Ortada, sabah kırağısı gibi parlayan ince ipeklerle örtülü, görkemli bir gölgelikli yatak duruyordu. Krem rengi çarşaflar ve kalın bir yorgan sıcaklık ve yumuşaklık vaat ediyordu. Yatağın altında, ay ışığı renginde bir kadife halı uzanıyordu. Pencerelerin yanında, derin ve davetkar yastıklarla dolu bir okuma köşesi vardı.

Yavaşça döndüm, her şeyi içine çekerek.

Havada hafif çam, duman ve daha narin bir koku—belki lavanta—hissediliyordu.

Bir kenarda, geniş bir banyo odası davetkâr görünüyordu, yüzen bir makyaj masası ve altınla süslenmiş pençeli bir küvetle tamamlanmıştı. Bir kraliçe için uygundu. Bir kurt kraliçesi için.

"Bu... bu..." diye nefes aldım, kalbim kabararak. Ona döndüm. "Bu harika."

Lysander kapı çerçevesine yaslanmış duruyordu, kolları çapraz, bedeni okunamazdı, ama bakışları... bakışları hiç benden ayrılmadı.

"Renkler," diye fısıldadım, "mobilyalar... Bu, Kızıl Ay Sürüsü'nde nasıl dekore ettiğimiz. Bunlar benim renklerim."

Omuz silkti, ifadesi kayıtsızdı. "Tesadüf."

Gözlerimi kıstım.

"Bunu sen mi seçtin?" diye yavaşça sordum, şüphe göğsümde kıvrılırken bir adım daha yaklaştım.
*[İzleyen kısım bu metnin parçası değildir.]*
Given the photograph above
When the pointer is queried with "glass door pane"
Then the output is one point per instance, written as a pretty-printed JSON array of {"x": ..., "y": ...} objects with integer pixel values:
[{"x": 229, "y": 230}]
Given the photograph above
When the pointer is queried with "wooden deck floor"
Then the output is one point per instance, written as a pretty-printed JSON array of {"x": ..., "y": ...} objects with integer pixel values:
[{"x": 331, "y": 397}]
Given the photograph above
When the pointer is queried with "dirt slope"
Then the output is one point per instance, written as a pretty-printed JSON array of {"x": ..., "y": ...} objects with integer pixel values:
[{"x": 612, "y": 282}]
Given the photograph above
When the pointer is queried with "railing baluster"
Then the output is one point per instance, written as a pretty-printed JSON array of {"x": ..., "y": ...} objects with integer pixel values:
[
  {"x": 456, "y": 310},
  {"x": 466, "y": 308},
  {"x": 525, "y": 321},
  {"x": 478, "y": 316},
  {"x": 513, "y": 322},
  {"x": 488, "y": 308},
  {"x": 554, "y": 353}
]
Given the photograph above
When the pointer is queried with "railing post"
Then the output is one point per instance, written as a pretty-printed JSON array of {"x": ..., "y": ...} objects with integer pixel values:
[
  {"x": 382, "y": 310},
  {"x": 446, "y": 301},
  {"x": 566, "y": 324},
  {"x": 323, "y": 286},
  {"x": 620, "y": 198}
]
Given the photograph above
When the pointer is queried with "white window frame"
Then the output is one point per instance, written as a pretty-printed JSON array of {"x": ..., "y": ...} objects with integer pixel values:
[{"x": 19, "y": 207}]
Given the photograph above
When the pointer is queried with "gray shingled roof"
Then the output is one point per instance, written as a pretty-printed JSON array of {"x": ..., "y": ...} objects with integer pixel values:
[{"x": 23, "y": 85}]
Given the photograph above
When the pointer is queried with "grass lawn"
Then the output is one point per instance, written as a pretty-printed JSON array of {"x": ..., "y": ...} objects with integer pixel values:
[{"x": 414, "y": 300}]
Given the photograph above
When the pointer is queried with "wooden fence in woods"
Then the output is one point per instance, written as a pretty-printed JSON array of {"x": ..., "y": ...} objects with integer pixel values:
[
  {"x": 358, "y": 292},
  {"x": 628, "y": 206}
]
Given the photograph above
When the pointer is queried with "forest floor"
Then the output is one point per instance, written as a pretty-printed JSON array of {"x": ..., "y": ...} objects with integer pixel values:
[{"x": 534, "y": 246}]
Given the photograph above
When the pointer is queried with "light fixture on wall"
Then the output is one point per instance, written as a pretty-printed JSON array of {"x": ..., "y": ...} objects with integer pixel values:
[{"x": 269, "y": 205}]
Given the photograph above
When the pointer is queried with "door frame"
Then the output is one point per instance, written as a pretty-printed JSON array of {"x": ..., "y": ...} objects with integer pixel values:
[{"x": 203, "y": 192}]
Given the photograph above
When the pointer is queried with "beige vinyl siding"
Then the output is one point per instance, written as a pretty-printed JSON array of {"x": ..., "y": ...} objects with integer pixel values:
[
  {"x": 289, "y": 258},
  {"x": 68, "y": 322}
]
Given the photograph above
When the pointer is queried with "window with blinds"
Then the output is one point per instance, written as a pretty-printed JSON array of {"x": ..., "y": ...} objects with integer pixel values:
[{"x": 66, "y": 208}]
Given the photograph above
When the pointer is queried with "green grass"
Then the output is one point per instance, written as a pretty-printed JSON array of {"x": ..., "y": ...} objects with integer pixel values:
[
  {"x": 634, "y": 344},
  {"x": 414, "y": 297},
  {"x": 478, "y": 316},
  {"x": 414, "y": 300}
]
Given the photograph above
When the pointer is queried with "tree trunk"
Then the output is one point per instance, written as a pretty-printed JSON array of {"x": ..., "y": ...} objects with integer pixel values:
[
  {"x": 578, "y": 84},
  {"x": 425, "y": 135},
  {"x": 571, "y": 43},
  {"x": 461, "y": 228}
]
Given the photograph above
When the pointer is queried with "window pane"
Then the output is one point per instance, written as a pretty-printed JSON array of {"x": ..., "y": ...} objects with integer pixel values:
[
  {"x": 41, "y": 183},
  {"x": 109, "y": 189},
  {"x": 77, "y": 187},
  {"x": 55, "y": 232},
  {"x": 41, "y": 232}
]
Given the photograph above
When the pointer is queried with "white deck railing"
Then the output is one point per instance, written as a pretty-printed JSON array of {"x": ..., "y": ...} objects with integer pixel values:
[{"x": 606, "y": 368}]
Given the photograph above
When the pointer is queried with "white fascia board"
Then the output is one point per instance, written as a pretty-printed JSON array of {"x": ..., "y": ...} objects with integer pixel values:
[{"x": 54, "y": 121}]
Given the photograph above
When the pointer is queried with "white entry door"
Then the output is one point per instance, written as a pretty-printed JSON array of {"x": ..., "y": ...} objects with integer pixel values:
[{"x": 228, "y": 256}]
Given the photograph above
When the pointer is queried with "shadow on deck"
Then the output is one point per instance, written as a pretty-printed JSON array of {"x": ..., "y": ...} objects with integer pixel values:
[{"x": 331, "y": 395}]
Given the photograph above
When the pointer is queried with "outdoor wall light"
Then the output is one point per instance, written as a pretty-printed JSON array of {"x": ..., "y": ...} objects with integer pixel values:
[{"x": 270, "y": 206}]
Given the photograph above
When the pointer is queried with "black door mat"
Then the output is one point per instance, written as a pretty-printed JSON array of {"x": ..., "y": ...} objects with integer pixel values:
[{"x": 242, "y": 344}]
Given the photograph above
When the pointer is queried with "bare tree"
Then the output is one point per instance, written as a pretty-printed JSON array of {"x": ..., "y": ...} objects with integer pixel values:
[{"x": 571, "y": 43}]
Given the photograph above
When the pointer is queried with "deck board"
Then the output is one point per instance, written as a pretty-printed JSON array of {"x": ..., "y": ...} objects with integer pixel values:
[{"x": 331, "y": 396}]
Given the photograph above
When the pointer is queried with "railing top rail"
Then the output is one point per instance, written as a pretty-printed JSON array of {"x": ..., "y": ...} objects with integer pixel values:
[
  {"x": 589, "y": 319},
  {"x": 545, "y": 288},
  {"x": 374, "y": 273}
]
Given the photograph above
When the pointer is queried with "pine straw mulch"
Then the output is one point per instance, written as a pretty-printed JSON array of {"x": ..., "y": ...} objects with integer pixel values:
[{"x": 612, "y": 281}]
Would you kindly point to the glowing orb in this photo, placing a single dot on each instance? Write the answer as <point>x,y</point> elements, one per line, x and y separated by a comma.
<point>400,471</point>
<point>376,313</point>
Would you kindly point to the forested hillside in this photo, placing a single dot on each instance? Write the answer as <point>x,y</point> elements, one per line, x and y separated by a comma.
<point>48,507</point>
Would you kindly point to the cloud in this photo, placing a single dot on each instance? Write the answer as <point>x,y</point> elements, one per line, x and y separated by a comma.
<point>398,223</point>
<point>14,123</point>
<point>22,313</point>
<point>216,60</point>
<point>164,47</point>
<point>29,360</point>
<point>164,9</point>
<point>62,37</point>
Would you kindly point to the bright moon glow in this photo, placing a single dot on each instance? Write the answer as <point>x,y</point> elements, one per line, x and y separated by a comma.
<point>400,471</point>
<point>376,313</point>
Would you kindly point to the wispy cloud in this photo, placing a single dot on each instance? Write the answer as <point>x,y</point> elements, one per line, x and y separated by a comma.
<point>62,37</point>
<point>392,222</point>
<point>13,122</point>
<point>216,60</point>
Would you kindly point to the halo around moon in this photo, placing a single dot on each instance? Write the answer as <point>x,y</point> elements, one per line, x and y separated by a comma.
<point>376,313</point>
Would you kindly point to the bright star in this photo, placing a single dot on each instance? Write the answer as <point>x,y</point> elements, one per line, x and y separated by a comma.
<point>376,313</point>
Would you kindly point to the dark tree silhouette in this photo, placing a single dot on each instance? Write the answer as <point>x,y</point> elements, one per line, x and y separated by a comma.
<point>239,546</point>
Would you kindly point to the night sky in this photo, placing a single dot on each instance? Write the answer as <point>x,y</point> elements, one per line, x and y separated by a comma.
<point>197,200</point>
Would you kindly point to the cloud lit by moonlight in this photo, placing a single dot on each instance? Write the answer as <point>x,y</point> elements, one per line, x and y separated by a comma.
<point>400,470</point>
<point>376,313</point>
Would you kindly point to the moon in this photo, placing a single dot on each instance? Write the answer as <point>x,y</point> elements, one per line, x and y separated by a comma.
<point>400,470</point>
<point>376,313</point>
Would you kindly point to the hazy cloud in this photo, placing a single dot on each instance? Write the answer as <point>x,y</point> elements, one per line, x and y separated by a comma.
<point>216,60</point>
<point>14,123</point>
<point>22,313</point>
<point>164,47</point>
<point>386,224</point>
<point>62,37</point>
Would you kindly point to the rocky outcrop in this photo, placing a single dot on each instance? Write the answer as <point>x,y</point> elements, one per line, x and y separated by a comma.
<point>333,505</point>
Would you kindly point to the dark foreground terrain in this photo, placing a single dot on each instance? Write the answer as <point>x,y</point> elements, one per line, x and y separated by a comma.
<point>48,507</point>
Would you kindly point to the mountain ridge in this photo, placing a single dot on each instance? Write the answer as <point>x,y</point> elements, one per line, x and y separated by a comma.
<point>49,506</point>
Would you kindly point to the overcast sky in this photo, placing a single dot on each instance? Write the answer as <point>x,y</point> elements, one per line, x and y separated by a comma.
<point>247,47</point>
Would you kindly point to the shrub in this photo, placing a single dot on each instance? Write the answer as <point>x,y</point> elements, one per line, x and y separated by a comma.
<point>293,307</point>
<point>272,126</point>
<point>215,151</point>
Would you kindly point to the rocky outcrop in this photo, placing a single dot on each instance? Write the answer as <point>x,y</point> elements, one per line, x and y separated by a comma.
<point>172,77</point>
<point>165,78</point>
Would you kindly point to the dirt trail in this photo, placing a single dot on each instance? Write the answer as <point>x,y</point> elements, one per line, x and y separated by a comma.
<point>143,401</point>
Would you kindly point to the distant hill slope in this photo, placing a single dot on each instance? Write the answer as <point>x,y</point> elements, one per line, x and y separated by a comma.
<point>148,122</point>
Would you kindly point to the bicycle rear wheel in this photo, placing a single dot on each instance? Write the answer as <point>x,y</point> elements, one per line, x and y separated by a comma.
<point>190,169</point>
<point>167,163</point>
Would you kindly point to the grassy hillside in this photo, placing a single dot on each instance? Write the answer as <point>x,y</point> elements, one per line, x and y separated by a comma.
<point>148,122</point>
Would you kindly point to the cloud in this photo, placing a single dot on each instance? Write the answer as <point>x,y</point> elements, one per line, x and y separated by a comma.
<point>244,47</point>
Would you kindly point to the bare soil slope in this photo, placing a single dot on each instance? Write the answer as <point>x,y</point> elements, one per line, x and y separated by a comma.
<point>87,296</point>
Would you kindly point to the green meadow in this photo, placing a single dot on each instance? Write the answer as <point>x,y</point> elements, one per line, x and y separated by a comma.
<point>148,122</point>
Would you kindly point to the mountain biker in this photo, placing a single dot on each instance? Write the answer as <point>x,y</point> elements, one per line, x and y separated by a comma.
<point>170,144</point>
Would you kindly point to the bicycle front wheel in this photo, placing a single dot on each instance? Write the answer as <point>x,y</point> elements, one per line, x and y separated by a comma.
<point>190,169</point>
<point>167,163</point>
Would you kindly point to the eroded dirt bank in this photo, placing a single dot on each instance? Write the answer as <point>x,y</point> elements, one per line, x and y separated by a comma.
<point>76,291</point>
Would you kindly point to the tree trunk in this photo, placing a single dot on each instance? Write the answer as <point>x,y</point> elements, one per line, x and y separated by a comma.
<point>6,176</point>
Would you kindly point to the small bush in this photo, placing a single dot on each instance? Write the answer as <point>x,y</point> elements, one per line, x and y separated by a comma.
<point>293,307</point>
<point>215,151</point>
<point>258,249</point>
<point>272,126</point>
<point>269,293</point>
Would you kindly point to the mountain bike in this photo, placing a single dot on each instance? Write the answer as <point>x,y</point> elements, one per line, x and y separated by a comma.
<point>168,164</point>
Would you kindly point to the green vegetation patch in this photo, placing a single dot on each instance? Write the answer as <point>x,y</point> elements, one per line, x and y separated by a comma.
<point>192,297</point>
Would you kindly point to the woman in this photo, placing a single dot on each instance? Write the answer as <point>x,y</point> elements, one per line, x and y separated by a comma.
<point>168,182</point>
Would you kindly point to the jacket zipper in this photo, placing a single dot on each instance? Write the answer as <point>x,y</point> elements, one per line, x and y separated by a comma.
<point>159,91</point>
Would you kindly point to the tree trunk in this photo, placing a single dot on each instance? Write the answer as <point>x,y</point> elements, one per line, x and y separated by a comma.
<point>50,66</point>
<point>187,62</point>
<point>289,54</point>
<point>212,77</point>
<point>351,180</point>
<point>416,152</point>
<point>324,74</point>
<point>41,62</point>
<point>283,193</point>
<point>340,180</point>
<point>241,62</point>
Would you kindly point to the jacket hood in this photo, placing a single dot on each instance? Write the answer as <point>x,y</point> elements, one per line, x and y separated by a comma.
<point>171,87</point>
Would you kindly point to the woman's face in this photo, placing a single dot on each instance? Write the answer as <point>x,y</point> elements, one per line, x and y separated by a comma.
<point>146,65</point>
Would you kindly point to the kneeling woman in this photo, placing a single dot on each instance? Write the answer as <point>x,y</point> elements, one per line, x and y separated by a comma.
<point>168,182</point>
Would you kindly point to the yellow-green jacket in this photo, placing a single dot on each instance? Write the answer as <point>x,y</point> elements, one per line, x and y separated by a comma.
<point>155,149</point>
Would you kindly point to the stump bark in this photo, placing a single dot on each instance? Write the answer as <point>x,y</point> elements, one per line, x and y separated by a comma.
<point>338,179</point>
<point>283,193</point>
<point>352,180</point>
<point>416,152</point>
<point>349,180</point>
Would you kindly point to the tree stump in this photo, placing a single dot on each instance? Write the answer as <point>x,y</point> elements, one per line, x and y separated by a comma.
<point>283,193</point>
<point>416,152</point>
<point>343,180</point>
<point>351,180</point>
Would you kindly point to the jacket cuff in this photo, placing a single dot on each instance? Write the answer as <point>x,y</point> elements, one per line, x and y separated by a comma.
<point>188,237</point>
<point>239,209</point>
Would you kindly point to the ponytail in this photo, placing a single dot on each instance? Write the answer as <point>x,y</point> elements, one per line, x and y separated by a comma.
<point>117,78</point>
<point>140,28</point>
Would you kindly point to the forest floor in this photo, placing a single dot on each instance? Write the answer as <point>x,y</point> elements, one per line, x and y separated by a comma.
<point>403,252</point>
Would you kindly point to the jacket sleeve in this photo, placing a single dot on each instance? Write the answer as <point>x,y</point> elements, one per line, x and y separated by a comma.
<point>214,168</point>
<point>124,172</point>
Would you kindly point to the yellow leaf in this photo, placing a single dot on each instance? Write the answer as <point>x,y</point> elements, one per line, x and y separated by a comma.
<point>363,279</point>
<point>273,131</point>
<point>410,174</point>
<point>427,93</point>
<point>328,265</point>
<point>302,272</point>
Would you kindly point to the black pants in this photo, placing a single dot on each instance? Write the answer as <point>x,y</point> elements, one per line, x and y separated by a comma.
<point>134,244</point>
Lysander'ın çenesi sıkıldı.

Cevap vermek yerine, çerçeveden itildi ve koridora geri adım attı.

Kurtum derimin altında kıpırdandı, kuyruğu sallanıyordu. Onun söylemeyi reddettiği gerçeği koklayabiliyordu.

Bunu o seçmişti.

Benim için.

Ve aniden aramızdaki mesafe sadece fiziksel değildi—daha ağır bir şeyle yüklüydü. Söylenmemiş bir şeyle.

Ve bu, özlem gibi bir tat bırakıyordu.